Birçok alanda hızlı gelişmelerin yaşandığı ve bu gelişime ters orantılı olarak karmaşanın, düzensizliğin ve adaletsizliğin arttığı dünyamızda, artık ikinci şanslar veya yeni fırsatlar elde etmek, bir hayalden öteye geçemiyor. Bir işi başarmanız gerekiyorsa, bunu size verilen süre zarfında gerçekleştirmeniz gerekiyor. Başarısız olduğunuzda hiç kimse gözünüzün yaşına bakmıyor.
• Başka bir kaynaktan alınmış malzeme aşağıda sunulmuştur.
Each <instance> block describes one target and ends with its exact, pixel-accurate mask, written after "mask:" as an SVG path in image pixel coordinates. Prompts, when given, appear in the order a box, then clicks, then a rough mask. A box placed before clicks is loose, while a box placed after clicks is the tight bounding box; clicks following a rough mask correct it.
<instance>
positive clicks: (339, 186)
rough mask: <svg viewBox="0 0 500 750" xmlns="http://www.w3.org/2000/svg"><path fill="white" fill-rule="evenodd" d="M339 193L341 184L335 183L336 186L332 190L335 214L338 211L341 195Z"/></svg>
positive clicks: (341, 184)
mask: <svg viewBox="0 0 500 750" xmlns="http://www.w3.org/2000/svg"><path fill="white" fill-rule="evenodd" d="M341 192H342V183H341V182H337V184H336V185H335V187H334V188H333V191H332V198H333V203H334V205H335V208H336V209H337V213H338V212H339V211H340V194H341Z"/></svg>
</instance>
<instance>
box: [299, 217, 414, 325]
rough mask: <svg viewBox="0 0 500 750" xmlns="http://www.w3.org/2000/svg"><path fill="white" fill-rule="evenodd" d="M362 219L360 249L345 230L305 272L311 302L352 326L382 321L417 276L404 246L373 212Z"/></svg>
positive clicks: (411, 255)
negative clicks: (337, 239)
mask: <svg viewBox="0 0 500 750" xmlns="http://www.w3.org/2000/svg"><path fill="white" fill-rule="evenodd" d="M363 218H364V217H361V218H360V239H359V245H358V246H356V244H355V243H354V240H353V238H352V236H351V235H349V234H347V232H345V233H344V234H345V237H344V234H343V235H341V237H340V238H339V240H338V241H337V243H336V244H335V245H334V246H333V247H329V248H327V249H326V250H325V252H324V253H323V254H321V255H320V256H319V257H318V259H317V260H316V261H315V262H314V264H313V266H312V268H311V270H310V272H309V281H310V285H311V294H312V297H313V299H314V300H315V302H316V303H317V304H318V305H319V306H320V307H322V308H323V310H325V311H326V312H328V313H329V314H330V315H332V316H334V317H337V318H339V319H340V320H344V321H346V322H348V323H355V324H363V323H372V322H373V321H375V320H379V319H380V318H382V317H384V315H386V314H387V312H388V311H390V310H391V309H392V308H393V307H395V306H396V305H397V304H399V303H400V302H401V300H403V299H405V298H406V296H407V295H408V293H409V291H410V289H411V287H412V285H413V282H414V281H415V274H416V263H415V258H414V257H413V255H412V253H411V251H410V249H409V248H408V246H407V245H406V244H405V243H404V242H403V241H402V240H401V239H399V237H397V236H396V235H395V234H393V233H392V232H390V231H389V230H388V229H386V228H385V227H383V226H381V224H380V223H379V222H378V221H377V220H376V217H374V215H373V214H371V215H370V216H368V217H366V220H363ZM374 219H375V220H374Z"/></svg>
Ülkemiz siyasi hayatında ise, bu çark tamamen ters işliyor. İktidar veya muhalefet olarak meclise giren partiler, seçim atmosferine girildiğinde yeniden iktidar olmak, oy alabilmek, mecliste sandalye sahibi olmak için başarısızlıklarına bin bir türlü kılıflar uydurarak, halkın karşısına çıkıyor.
Boyanıyor, süsleniyor, ben değiştim diyor, şunlar ve bunlar yüzünden istediklerimi yapamadım diye ağlıyor, bize yeni bir şans verin bu işleri başaracağız söylemleri ardı ardına sıralanıyor. Oysa değişen hiçbir şey yok. Takım ve oyuncular aynı. Tekrar oyuna dahil edildiklerinde de ortaya koyacakları performans da aynı. Türkiyenin siyasi tarihine şöyle bir göz gezdirdiğinizde, böyle görüntülere sıklıkla rastlamanız mümkün oluyor.
Aslında işin özü hiç değişmiyor. Tek amaç, tekrar tekrar aynı koltuğa oturmak. Bir düşünün, mavi formalı bir atlet
Geçmişte siyasi arenada, iktidar, iktidar ortağı ve muhalefet olan partilerin bugün ki durumu da aynı. Programları aynı, milletin sorunlarını çözecek plan veya projeye yine sahip değiller. Sadece formalarını değiştirdiler ve bizi yeniden seçin diyorlar. Sizce de bu biraz saflık olmaz mı?
Sen mevcut halinle bu işi başaramadın, başarmak bir yana sorunları daha da katmerleştirdin. Şimdi diyorsun ki biz bu işi başarırız. Peki neyle? Programın yok, projen yok. Neyle bu milletin sorunlarının altından kalkacaksın? Bu soruları hep cevapsız bırakıyorsun ve buna rağmen hangi yüzle tekrar iş başına gelmek istiyorsun?
Ekonomik nedenlerle işten çıkarılan işçilerin, üniversite okuyup iş bulmayan gençlerin, daha bıyığı terlemeden toprağa düşen ana kuzularının bir ikinci şansı olmadı. Peki bu siyasiler hangi hakla böyle bir şans istiyorlar?